Centrifugez à nouveau l’échantillon pour obtenir le précipité et retirez le surnageant. Pour éliminer l’acétone restante des granulés, maintenez les tubes de microcentrifugation dans le ThermoMixer à 37 degrés Celsius avec leurs couvercles ouverts. Ajoutez ensuite 100 microlitres de 1x tampon SDS réducteur pour dissoudre complètement la pastille, et faites bouillir l’échantillon à 95 degrés Celsius pendant cinq minutes.
Chargez immédiatement l’échantillon sur un gel de polyacrylamide SDS pour la séparation, ou stockez l’échantillon à moins 20 degrés Celsius pour continuer plus tard. Préparez deux gels séparateurs comme décrit dans le manuscrit du texte. Versez le gel entre les plaques de verre à l’aide d’une pipette d’un millilitre, en veillant à ce que les deux centimètres supérieurs soient exempts du mélange.
Ajouter 70% d’éthanol sur le gel de séparation, créant une interface uniforme entre les deux couches. Une fois que les gels de séparation se sont polymérisés, préparez les gels empilables en utilisant les instructions du manuscrit textuel. Retirez ensuite l’éthanol des gels de séparation et ajoutez la solution de gel empilable.
Insérez soigneusement un peigne avec le nombre de poches souhaité sans introduire de bulles d’air et laissez le gel polymériser pendant 20 à 30 minutes. Chargez quatre microlitres de chaque échantillon, ainsi que l’échelle protéique, dans des puits séparés.

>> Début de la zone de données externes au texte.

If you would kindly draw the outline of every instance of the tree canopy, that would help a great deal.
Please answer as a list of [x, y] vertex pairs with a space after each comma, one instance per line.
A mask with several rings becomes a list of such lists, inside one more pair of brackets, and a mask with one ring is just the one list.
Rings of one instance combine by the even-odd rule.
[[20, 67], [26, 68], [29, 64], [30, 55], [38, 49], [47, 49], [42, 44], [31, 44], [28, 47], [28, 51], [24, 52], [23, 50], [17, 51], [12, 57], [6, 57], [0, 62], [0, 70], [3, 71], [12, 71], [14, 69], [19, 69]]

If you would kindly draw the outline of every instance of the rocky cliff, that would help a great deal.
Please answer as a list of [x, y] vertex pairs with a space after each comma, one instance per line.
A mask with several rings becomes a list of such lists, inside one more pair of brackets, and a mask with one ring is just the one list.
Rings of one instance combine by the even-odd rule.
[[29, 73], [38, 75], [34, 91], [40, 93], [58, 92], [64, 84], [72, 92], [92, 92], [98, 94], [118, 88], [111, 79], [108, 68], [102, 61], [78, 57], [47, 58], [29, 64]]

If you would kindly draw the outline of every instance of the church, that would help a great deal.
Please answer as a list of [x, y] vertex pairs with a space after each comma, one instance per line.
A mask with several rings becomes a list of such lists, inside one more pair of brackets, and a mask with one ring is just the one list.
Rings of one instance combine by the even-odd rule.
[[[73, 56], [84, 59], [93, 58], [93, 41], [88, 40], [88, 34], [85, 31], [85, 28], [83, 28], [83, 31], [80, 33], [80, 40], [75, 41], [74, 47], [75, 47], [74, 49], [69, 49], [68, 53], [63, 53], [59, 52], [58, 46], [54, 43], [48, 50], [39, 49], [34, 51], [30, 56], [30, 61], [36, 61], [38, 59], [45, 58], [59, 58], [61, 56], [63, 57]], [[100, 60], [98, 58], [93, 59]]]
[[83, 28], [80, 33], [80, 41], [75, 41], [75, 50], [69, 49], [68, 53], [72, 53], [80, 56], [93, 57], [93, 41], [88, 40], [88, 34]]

Ensuite, faites fonctionner le gel dans un tampon de tris-glycine à 144 volts pendant 45 minutes à température ambiante.
Utilisez la solution Fairbanks A préchauffée pour tacher les gels sur une bascule pendant 30 minutes et la solution Fairbanks D préchauffée pour décolorer les gels sur une bascule jusqu’à ce que le fond souhaité soit atteint. Une augmentation a été observée dans la quantité d’agrégat protéique formé lorsque les cellules ont été traitées avec 175 microgrammes par millilitre et 200 microgrammes par millilitre de l’antimicrobien, par rapport aux cellules non traitées. L’augmentation de la fraction protéique insoluble était plus prononcée dans la souche MG1655 plus sensible.
Une diminution a été observée de la quantité de protéines solubles lorsque les cellules ont été traitées avec 175 microgrammes par millilitre et 200 microgrammes par millilitre de l’antimicrobien, par rapport aux cellules non traitées. Lorsque vous essayez ce protocole, gardez à l’esprit que la normalisation à la densité optique à 600 nanomètres est importante pour comparer l’étendue de l’agrégation des protéines dans les échantillons.